Odprowadzanie ciepła z układów elektronicznych
Odprowadzanie ciepła z układów elektronicznych jest jednym z podstawowych problemów z jakimi muszą się mierzyć projektanci elektroniki. Niezależnie od rodzajów projektu, wiele urządzeń elektronicznych generuje ilości ciepła, które wymagają świadomych zabiegów zapobiegających ich przegrzaniu się. W tym artykule prezentujemy kilka faktów i technik, które powinien znać właściwie każdy elektronik.
Cieplne prawo Ohma
Najbardziej podstawowe prawo fizyki, które pozwala projektantowi elektroniki oszacować jaką temperaturę osiągną elementy w jego układzie brzmi:
Element osiągnie taką temperaturę, przy której szybkość odprowadzania ciepła do otoczenia będzie równa szybkości jego dostarczania do elementu.
Brzmi banalnie? Ma to jednak bardzo daleko idące konsekwencje.

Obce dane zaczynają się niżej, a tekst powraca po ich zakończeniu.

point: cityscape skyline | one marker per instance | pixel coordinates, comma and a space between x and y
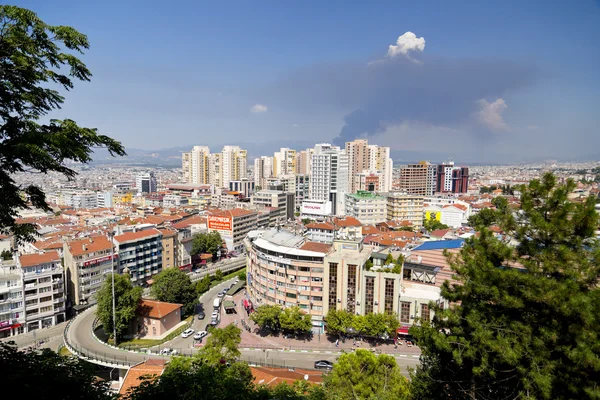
405, 77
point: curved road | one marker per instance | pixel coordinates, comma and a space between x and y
80, 338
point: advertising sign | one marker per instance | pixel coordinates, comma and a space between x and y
220, 223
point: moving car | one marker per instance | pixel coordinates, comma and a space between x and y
200, 335
323, 364
187, 333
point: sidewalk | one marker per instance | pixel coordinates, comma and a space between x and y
44, 334
319, 342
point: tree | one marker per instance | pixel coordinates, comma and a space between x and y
528, 324
204, 243
174, 286
47, 375
364, 375
267, 316
6, 255
33, 59
128, 299
218, 275
294, 319
339, 322
203, 285
433, 224
222, 345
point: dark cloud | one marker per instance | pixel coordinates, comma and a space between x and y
387, 92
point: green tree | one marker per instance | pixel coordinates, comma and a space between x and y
222, 345
218, 275
207, 243
364, 375
34, 60
128, 299
529, 332
339, 322
174, 286
267, 316
433, 224
296, 320
203, 285
47, 375
6, 255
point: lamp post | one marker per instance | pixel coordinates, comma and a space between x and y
111, 235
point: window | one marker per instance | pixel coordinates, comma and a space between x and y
425, 312
405, 312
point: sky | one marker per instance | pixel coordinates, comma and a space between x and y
474, 81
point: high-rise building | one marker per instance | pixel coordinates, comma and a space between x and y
284, 162
329, 176
263, 169
145, 183
418, 178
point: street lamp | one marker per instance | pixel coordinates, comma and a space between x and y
111, 235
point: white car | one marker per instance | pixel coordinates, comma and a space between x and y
187, 333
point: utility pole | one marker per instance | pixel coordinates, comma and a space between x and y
111, 235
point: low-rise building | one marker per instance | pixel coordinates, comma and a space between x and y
44, 289
140, 254
87, 263
367, 207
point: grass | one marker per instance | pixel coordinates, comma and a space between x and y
139, 343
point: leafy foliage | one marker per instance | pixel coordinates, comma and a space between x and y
32, 63
296, 320
267, 316
530, 332
47, 375
363, 375
174, 286
433, 224
207, 243
128, 298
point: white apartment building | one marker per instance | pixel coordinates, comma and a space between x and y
87, 262
12, 311
402, 206
284, 162
44, 289
367, 207
140, 254
329, 177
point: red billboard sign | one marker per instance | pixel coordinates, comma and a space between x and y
220, 223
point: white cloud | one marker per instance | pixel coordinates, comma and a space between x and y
407, 43
259, 108
490, 114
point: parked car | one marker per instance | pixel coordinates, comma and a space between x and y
323, 364
200, 335
187, 333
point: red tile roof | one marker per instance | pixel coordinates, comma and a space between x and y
133, 236
157, 309
29, 260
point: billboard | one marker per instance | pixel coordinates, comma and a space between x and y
316, 208
220, 223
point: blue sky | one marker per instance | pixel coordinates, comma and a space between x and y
479, 80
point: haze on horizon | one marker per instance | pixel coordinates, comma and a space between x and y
498, 81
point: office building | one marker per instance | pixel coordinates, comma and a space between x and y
402, 206
419, 179
329, 178
87, 263
44, 290
367, 207
140, 254
146, 183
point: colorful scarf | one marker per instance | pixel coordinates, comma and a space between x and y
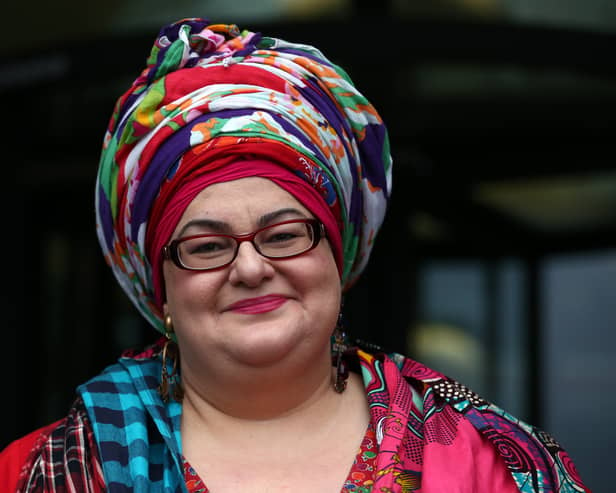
214, 91
424, 421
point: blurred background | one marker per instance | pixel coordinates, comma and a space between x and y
496, 264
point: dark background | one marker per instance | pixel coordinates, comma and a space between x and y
500, 240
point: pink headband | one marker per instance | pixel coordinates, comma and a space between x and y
167, 213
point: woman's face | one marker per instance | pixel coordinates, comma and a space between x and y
255, 311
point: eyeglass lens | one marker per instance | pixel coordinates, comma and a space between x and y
276, 241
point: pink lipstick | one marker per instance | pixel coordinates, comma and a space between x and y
261, 304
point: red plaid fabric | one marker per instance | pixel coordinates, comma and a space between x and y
66, 461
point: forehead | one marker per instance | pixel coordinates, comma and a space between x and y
240, 200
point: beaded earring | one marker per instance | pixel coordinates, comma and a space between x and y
339, 347
170, 381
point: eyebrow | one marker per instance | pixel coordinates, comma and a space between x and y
224, 227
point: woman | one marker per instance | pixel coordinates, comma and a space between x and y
241, 185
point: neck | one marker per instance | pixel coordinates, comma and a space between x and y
249, 393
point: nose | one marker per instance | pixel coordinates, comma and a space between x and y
249, 267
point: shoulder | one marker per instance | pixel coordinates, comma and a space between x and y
440, 405
16, 457
42, 459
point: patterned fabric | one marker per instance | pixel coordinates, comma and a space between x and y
359, 480
67, 460
214, 91
428, 434
414, 422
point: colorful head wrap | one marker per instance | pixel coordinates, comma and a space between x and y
213, 93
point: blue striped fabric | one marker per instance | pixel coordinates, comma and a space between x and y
138, 435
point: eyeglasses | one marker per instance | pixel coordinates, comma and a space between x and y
212, 251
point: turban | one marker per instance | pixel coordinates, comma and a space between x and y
213, 94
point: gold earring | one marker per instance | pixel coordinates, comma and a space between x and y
170, 352
168, 325
339, 348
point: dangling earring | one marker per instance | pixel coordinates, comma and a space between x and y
339, 347
170, 380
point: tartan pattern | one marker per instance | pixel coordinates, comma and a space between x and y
138, 434
67, 460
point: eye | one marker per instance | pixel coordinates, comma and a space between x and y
208, 246
284, 236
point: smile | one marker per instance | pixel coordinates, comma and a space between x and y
261, 304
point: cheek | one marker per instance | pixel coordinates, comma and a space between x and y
187, 290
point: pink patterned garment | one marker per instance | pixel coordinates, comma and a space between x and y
435, 435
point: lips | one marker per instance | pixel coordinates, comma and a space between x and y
260, 304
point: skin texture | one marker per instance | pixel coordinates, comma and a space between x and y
259, 401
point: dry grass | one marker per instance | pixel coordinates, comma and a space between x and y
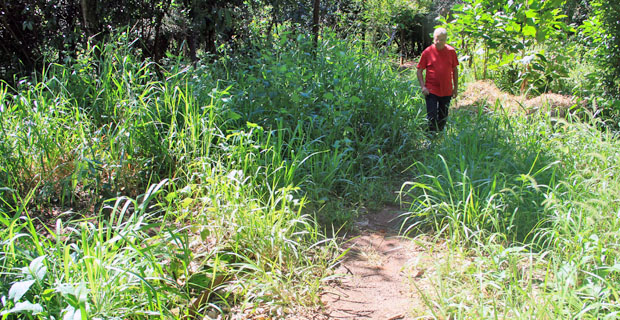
485, 94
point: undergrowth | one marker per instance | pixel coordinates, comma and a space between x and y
238, 160
529, 208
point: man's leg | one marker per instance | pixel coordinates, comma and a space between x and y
442, 112
432, 112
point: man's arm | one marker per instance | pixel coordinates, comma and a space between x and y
421, 80
455, 82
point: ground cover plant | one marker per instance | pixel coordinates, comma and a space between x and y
529, 209
134, 190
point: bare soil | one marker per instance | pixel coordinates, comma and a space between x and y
377, 272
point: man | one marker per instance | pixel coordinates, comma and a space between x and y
442, 79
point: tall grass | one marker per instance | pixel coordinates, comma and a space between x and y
233, 158
530, 210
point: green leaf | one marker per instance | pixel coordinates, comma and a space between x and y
529, 31
37, 269
71, 313
24, 307
18, 289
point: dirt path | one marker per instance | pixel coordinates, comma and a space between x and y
377, 272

Jeżeli oznaczymy moc dostarczaną do elementu jako $P_{in}$, a moc odprowadzaną do otoczenia jako $P_{out}$ to możemy tę zasadę zapisać równaniem:
$P_{in} = P_{out}$
Nasza zasada jednak sama z siebie jeszcze nam nie wystarcza. Potrzebna jest druga, która mówi jak moc odprowadzana do otoczenia zależy od temperatury elementu. I tutaj wchodzi na scenę prawo, które elektronicy często nazywają „cieplnym prawem Ohma”. Mówi ono, że:
Moc odprowadzana przez element układu do otoczenia jest proporcjonalna do różnicy temperatur między tym elementem, a otoczeniem.
Czyli krótko – im bardziej nagrzany element tym szybciej się chłodzi.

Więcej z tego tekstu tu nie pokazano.